El ejemplo más palpable de su generosa recepción en Francia fue sin duda lo ocurrido con la obra de Marvel Moreno (1939-1995). Entre el 3 y el 5 de abril de 1997, en una inolvidable primavera, Gilard y Fabio Rodríguez organizaron un coloquio sobre la obra de la barranquillera. La fraternal y alentadora presencia de Gilard en la Universidad de Toulouse, su interés constante por la cultura latinoamericana —literaria, musical, política, deportiva— nos dieron un gran impulso.
* Fue corresponsal de El Espectador en París. Su más reciente libro es Las palmeras suplicantes (Collage Editores).

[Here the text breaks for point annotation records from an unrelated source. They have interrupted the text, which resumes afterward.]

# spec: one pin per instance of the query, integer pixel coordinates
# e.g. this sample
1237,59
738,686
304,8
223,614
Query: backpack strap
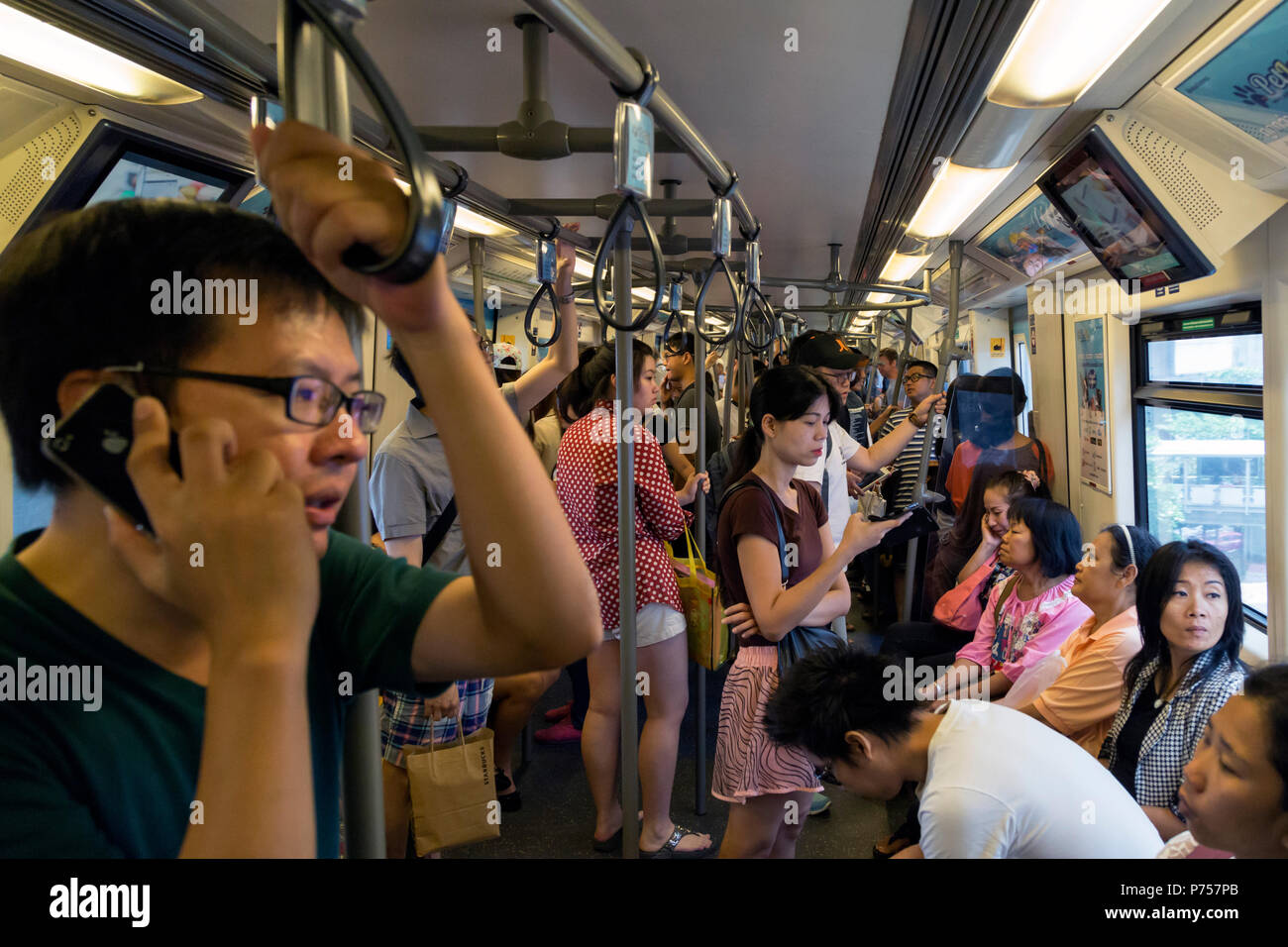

Uninorte y la Cátedra Europa exaltaron la obra de Gilard
La obra de Jacques Gilard fue homenajeada este año en la Cátedra Europa de la Universidad del Norte, en Barranquilla. Como invitada estuvo su hija Céline Gilard, doctora en estudios ibéricos. Julio Olaciregui, Enrique Sánchez, Fabio Rodríguez Amaya y Ramón Bacca hablaron de la importancia de su legado en la cultura del Caribe colombiano. Céline Gilard, quien comparte el interés por la literatura latinoamericana, contó que todo empezó una noche en la que su padre no podía dormir después de haber leído Cien años de soledad: “Finalmente pudo dormir y al despertarse dijo que García Márquez era un genio, que acababa de comprenderlo todo y que quería trabajar sobre la literatura latinoamericana”. “No ha habido un estudioso, crítico e investigador que haya hecho tanto por la literatura del país. Después de 30 años de trabajo logró, junto al Grupo de Barranquilla, posicionar a Colombia en la tercera modernidad”, opinó Rodríguez Amaya.